Padding side of encoder and LM?

kaistAI / LangBridge

[ACL 2024] LangBridge: Multilingual Reasoning Without Multilingual Supervision

51 stars 6 forks source link

Padding side of encoder and LM? #2

Closed fahadh4ilyas closed 4 months ago

fahadh4ilyas commented 5 months ago

What is the padding side of each encoder and LM tokenizer? I guess the padding side for encoder is left and for LM is right. But then, bos token from LM sequence is put on the most left side of concatenated embedding which will be weird because the bos token location is inconsistent with sequence. Is there any issue in generation if generate in batch?

rahular commented 5 months ago

IIRC both tokenizers have right padding. You can check that as follows

>> tok = AutoTokenizer.from_pretrained('kaist-ai/langbridge_encoder_tokenizer')
>> tok.padding_side

fahadh4ilyas commented 5 months ago

IIRC both tokenizers have right padding. You can check that as follows
>> tok = AutoTokenizer.from_pretrained('kaist-ai/langbridge_encoder_tokenizer')
>> tok.padding_side

So if we train the model in batch with different lengths of input, some of the sequence will be have random padding in the middle (from padding of the encoder)? Will it make the model inconsistent when generating in batch and will suffer the short sequence if somehow it's trained alongside long sequence?
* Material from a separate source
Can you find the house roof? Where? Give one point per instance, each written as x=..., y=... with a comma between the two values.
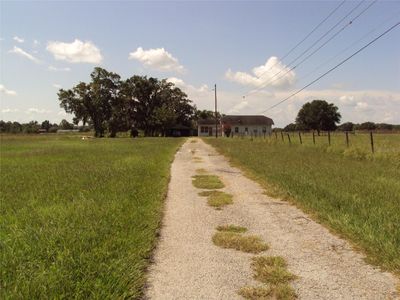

MattYoon commented 5 months ago

Hi @fahadh4ilyas, as @rahular said, they are both padded on the right.

Yes, during training some sequences will have paddings in the middle. But those "middle paddings" are masked for the LM, so it doesn't perform attention to them.

To address your concern on

Will it make the model inconsistent when generating in batch and will suffer the short sequence if somehow it's trained alongside long sequence?

We weren't able to find any problems with batch generations. The evaluation for HumanEval was ran with a batch size of 32.

Just make sure to set use_dynamic_length to True during training. In our preliminary experiments, we found that using various length of input sequence is critical for robust generation during test time.